Quantcast
Channel: Mohamed Houri’s Oracle Notes
Viewing all articles
Browse latest Browse all 224

INDEX FULL SCAN , NLS_SORT and ORDER BY

$
0
0

If I was to ask you how an INDEX FULL SCAN is operated by the SQL engine you would certainly answer that it will go to the first leaf block of the index and walk down up to the last leaf block in the index key order using typically a db file sequential read.

I have strengthened the words  index key order because it is specifically that operation which interests me here in this article. Each time I see an INDEX FULL SCAN operation in an execution plan, I immediately try to know if the CBO did took an advantage of this typical access to avoid an eventual supplementary ORDER BY operation. There is a bug, under the FIRST_ROWS mode, where an INDEX FULL SCAN is preferred, whatever its cost is, in order to avoid an ORDER BY operation. Hence, in the presence of such index operation, I also try to verify the CBO mode and/or the presence of a where clause such as where rownum=1 which makes, behind the scene, the CBO behaving as if it was running under FIRST_ROWS mode.

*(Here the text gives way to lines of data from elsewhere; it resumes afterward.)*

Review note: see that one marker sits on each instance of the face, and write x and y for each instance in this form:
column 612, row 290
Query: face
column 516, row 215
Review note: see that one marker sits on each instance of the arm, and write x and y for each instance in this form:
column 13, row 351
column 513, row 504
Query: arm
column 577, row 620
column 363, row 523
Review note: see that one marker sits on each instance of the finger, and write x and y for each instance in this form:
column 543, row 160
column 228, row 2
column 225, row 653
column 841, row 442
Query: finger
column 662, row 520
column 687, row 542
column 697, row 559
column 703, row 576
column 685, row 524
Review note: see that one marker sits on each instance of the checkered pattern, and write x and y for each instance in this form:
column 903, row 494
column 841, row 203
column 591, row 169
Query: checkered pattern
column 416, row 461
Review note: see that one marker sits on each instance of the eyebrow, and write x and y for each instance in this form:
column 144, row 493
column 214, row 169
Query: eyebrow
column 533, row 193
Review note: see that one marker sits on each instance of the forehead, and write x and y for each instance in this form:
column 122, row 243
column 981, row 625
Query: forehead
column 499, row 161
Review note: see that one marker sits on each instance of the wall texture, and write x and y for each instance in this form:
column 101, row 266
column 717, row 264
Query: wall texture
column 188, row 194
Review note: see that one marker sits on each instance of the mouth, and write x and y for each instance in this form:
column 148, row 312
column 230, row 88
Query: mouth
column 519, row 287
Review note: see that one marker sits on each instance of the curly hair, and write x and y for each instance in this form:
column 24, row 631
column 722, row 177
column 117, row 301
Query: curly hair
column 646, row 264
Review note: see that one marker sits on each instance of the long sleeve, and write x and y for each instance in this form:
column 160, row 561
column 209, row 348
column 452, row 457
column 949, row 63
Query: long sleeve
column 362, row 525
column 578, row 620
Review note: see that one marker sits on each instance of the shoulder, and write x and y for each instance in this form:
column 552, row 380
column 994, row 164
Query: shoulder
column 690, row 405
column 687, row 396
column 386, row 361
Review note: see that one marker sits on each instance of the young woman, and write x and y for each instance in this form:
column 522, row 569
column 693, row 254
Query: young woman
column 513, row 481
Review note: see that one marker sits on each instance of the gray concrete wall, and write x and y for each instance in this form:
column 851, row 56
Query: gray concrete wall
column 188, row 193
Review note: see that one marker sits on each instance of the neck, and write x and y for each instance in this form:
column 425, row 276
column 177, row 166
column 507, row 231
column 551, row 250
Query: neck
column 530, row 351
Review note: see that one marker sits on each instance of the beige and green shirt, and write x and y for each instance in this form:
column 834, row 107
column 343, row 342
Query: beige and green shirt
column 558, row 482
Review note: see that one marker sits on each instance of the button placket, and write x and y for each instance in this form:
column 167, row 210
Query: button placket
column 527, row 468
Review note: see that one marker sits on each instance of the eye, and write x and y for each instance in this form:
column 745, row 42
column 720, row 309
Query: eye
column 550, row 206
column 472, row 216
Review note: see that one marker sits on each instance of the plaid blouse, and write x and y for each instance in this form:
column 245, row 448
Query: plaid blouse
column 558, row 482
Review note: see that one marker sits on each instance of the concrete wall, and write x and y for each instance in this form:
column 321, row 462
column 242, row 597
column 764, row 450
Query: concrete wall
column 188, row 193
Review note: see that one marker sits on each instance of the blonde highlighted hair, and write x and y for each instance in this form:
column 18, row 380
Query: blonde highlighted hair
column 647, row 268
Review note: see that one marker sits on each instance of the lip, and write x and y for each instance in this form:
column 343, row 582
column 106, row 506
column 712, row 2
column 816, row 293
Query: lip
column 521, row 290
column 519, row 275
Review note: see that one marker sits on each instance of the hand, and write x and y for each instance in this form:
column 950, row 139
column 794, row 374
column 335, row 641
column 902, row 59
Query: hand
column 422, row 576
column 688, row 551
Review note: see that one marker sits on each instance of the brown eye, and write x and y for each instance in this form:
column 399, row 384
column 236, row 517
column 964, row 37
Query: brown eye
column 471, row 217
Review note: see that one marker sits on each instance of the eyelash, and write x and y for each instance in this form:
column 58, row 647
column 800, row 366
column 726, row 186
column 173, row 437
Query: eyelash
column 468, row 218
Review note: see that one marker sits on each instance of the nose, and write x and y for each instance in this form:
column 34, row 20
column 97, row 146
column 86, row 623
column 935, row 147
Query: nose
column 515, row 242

Recently an excellent question comes up in a French forum where the Original Poster (OP) was wondering why the CBO was making a wrong decision. Several very good interventions by very nice peoples motivated me to write two articles, the first one related to the relationship that might exist between an INDEX FULL SCAN and an ORDER BY operation while the second article will look on the effect the optimizer_index_cost_adj parameter might have on the choice of a good or wrong execution path.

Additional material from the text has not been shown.